I'm trying to pass in something by address. In this case a char array but it could be anything.

void rickyHashTableAdd(rickyHashTable *table, char *key, void *value)
{
    rickyHashTableEntry entry;
    entry.key = strdup(key);    
    entry.value = value;
    table->entries[0] = entry;
}

int rickyHashTableGet(rickyHashTable *table, char *key, void *value)
{
    value = table->entries[0].value;
}

int main (void) 
{       
    void *val;
    val = "what up";
    rickyHashTableAdd(&symbolTable, "ok", val);
    void *val2;
    rickyHashTableGet(&symbolTable, "ok", val2);
    printf("result: %s\n", val2);   

}

When I check the value of 'value' inside the rickyHashTableGet function it is correct, but when I check in in main after the function has been called it's bad. It seems to not be setting to the right memory address. Why is this?

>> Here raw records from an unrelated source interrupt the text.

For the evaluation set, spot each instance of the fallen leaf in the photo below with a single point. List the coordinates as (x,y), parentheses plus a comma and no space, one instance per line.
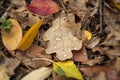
(34,52)
(100,76)
(80,55)
(93,70)
(116,3)
(38,74)
(88,34)
(43,7)
(12,39)
(12,63)
(18,2)
(3,73)
(110,72)
(68,69)
(117,64)
(78,5)
(61,39)
(29,36)
(24,16)
(92,62)
(93,42)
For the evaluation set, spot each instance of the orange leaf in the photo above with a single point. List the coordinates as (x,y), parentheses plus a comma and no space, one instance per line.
(29,36)
(43,7)
(12,39)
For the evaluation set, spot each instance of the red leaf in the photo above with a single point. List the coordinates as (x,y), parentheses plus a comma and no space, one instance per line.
(43,7)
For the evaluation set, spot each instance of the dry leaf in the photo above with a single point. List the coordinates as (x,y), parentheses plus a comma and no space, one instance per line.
(29,36)
(110,72)
(12,39)
(68,69)
(88,34)
(18,2)
(25,17)
(43,7)
(61,39)
(38,74)
(116,3)
(100,76)
(3,74)
(34,52)
(80,55)
(93,42)
(12,63)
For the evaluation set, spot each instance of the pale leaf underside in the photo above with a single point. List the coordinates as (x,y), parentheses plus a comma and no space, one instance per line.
(61,39)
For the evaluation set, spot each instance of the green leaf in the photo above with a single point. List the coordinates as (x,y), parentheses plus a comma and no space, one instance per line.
(68,69)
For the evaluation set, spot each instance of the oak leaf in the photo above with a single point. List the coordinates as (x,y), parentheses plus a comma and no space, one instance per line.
(29,36)
(12,39)
(38,74)
(61,39)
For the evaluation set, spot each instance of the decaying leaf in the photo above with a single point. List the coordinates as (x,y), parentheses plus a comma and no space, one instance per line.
(38,74)
(25,17)
(110,71)
(61,39)
(3,74)
(12,39)
(88,34)
(43,7)
(12,63)
(80,55)
(18,2)
(34,52)
(68,69)
(29,36)
(116,3)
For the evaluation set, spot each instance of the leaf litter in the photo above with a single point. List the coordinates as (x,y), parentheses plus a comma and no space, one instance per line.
(62,39)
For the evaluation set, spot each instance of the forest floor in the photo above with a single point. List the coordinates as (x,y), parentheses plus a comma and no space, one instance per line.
(60,40)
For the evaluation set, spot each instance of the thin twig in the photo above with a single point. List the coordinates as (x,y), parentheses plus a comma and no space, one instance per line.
(36,59)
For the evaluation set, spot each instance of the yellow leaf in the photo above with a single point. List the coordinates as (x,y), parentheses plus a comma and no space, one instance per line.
(116,4)
(88,34)
(68,69)
(12,39)
(65,1)
(29,36)
(3,73)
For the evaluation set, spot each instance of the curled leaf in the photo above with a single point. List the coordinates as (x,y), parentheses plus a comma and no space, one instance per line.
(116,3)
(61,39)
(38,74)
(43,7)
(12,39)
(88,34)
(29,36)
(68,69)
(3,73)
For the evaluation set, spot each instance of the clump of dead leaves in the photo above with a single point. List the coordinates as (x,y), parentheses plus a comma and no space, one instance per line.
(69,41)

int rickyHashTableGet(rickyHashTable *table, char *key, void *value)
{
    value = table->entries[0].value;
}

This ignores the value that was passed. Sets value to something and then throws it away. This can't be right.

void *val2;
rickyHashTableGet(&symbolTable, "ok", val2);

This doesn't set val2 to anything, and thus passes a nonsense value to rickyHashTableGet . That can't be right.

You want:

int rickyHashTableGet(rickyHashTable *table, char *key, void **value)
{
    *value = table->entries[0].value;
}

That takes a pointer to a void * and makes it point to something.

And:

void *val2;
rickyHashTableGet(&symbolTable, "ok", &val2);

That passes the address of val2 to rickyHashTableGet , so it can set its value.

In your get routine, it should be void **get as the parameter and *value = table->entries[0].value; The call would then use &val2.